The patterns of maturity are similar. The first set of responses would be primitive, with attempts to mimic the static or dynamic data. This is akin to the way a baby reacts to the information he finds in the world, or even a species in its infancy. This would result in meaningless responses, incoherent collections of noises on the Web. Depending on the feedback received, the "baby" would grow and be able to slowly put together words which will be understandable to the recipient. This process of interactive learning through a feedback mechanism makes a baby or a species mature. Why should this not work for informational evolution ?

Rumours and measures :

As a consequence of this theory, wild rumuors have spread : IT is out to devour the world. We must stress that this is completely unfounded. Even if there were such a creature, its powers would be limited to information handling and it would be unable to "create" or destroy or impact anything outside the Web.

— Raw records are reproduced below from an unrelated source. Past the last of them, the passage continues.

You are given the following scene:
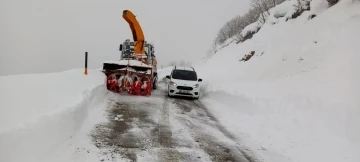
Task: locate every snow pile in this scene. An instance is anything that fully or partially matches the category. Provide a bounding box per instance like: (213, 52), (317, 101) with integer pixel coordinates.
(0, 70), (107, 162)
(240, 0), (298, 38)
(195, 0), (360, 162)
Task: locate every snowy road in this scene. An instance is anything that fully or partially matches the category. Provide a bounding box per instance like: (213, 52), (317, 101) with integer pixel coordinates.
(92, 83), (248, 162)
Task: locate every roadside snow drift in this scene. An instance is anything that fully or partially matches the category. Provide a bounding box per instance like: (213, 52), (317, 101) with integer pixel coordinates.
(0, 70), (107, 162)
(195, 0), (360, 162)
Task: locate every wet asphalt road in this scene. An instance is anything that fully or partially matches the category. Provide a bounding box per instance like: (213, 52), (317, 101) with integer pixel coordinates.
(91, 82), (253, 162)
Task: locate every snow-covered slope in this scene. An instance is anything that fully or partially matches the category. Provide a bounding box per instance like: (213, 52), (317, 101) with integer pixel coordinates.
(196, 0), (360, 162)
(0, 70), (109, 162)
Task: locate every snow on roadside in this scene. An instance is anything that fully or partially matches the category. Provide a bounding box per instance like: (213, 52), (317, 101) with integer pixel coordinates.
(0, 69), (104, 133)
(195, 0), (360, 162)
(0, 70), (109, 162)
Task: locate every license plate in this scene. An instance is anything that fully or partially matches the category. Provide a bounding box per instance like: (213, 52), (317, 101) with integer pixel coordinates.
(180, 90), (189, 93)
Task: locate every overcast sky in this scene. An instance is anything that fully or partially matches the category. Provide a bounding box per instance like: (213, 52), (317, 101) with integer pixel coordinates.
(0, 0), (249, 75)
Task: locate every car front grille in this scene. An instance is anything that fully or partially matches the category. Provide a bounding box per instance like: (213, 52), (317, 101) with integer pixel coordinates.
(176, 86), (193, 91)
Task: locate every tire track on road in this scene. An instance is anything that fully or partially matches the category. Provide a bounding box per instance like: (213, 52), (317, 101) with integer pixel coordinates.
(172, 99), (249, 162)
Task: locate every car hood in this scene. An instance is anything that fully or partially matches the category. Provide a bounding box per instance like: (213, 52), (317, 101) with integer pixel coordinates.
(171, 78), (199, 86)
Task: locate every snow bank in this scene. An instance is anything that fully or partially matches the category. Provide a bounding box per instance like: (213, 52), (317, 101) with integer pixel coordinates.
(0, 70), (107, 162)
(0, 69), (104, 133)
(195, 0), (360, 162)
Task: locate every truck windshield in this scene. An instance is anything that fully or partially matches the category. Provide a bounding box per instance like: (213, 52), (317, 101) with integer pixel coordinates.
(172, 70), (197, 81)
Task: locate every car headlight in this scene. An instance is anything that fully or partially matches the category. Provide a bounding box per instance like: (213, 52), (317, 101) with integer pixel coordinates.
(170, 81), (177, 86)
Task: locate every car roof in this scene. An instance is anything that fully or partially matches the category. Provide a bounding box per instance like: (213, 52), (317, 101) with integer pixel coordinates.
(173, 66), (195, 71)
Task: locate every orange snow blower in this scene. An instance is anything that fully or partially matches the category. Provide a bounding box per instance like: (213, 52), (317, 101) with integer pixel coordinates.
(102, 10), (158, 96)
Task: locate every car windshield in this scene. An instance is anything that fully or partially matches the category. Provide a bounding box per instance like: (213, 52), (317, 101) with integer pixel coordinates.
(172, 70), (197, 81)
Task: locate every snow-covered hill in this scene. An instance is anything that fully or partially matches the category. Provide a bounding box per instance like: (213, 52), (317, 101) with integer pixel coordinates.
(0, 69), (109, 162)
(196, 0), (360, 162)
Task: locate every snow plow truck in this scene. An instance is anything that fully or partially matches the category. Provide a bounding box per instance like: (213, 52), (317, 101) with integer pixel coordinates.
(102, 10), (158, 96)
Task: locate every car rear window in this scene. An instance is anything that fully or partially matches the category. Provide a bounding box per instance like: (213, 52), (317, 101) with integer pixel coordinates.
(172, 70), (197, 81)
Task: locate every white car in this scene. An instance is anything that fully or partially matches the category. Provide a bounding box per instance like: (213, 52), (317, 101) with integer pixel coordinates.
(166, 66), (202, 99)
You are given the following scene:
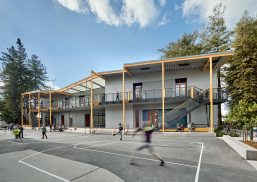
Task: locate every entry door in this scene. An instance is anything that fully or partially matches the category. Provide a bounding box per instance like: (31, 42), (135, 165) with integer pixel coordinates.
(133, 83), (143, 99)
(148, 110), (158, 126)
(61, 115), (64, 125)
(175, 78), (187, 96)
(135, 110), (139, 128)
(85, 114), (90, 127)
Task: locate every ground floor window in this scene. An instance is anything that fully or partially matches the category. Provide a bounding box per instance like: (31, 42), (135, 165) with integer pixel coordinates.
(143, 109), (187, 128)
(94, 113), (105, 128)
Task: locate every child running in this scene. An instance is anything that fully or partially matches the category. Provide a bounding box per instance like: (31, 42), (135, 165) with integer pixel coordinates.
(13, 126), (22, 142)
(129, 123), (165, 166)
(113, 123), (123, 140)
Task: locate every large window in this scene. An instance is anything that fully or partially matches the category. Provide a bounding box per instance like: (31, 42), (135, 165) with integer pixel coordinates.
(175, 78), (187, 96)
(94, 113), (105, 128)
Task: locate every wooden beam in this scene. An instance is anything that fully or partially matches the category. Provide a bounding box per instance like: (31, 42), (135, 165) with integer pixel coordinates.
(90, 71), (94, 134)
(21, 95), (24, 127)
(29, 94), (32, 127)
(100, 70), (122, 75)
(124, 52), (234, 67)
(69, 88), (82, 92)
(209, 57), (214, 133)
(79, 82), (90, 90)
(162, 62), (165, 132)
(50, 89), (71, 96)
(122, 69), (126, 128)
(37, 92), (40, 128)
(124, 67), (133, 77)
(203, 59), (210, 71)
(92, 81), (104, 88)
(49, 92), (52, 125)
(92, 71), (105, 80)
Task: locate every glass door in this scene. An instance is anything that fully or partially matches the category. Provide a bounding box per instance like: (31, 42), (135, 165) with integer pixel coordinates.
(175, 78), (187, 97)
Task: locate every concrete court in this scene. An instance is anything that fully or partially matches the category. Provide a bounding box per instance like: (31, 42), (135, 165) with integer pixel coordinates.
(0, 130), (257, 182)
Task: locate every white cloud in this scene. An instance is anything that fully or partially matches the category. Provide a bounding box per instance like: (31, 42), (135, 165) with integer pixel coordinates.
(121, 0), (158, 28)
(182, 0), (257, 28)
(57, 0), (167, 28)
(174, 3), (181, 11)
(46, 81), (60, 90)
(57, 0), (88, 13)
(159, 0), (166, 7)
(158, 14), (169, 26)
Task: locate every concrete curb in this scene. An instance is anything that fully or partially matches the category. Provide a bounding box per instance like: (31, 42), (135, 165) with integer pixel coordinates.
(223, 135), (257, 161)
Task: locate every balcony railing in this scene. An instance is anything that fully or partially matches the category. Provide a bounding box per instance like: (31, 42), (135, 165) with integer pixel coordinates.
(43, 86), (228, 109)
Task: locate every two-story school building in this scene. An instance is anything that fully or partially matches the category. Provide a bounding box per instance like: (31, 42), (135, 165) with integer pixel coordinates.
(21, 51), (233, 131)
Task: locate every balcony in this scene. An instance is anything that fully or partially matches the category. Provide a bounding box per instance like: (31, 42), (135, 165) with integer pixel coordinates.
(46, 86), (228, 110)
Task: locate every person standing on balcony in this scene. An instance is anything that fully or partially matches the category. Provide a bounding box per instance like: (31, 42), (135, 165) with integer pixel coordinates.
(128, 123), (165, 166)
(42, 125), (47, 139)
(115, 91), (120, 101)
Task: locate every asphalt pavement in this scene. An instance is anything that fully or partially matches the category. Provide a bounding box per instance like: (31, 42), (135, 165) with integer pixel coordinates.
(0, 130), (257, 182)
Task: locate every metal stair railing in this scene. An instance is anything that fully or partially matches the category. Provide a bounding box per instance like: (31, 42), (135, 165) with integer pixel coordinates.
(158, 88), (208, 127)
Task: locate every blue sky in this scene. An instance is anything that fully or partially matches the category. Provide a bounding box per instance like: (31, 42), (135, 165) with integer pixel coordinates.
(0, 0), (257, 87)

Except, of course, your mind. By spreading information or misinformation, the Internet is a powerful vehicle of mind control of millions. The rush for e-stocks is proof of the belief that the Internet will dominate mind share. If this source of information becomes controllable or corrupted, not by an organisation that we know and understand, but from within, there is danger. The info-creature does not, in our opinion, have an understanding of the world except through its interaction with us. The real world is as alien to it as the internals of the info-creature is to us. Perhaps, it is as incredible too.

We have suggested some interim measures. The best-known security algorithm should be available publicly to all individuals. This 128-bit Public key - Private Key encryption algorithm will make the coded mails humanly impossible to decode ( see The NP-complete Knapsack problem ) ; if we are battling information structures which are super-human, then it will slow them down. We are glad to note that the U.S. government has acted speedily ( the news report on BBC ) and the 128-bit key is now available publicly to almost all organisations. Other interim measures are best kept confidential currently, and the final report due in 2 weeks will have more measures which are being currently discussed.

In the long run, we believe that it is time to come to grips with the realities of the world of information. There is no need to imagine that the info-creature is evil; it is shaped by our responses and thus is a reflection of us, a creation in our own image. Perhaps, it is a statement about mankind that we imagine an evil destructive force rather than an all-knowing, omnipresent Being on the Internet.

We must also bear in mind the limitations of information transfer. With the massive information flow, we are probably close to understanding how scale affects information. Perhaps, there are limits which can be prescribed by an Uncertainty Principle of Information. Soon, we may have to accept that perfect certainty of information is as impossible as defining accurately the position and momentum of an object. Not all pages appearing on the Web should be treated as accurate. Every creature lives on an understanding of self and soul; so it is likely that the informational creature will spread stories about itself to sustain its own image, and to help create and define itself. Therefore, till the final report of the sub-committee is published, we request readers to be cautious in believing reports on the Web, and in cross-verifying reports, especially those about a virtual species.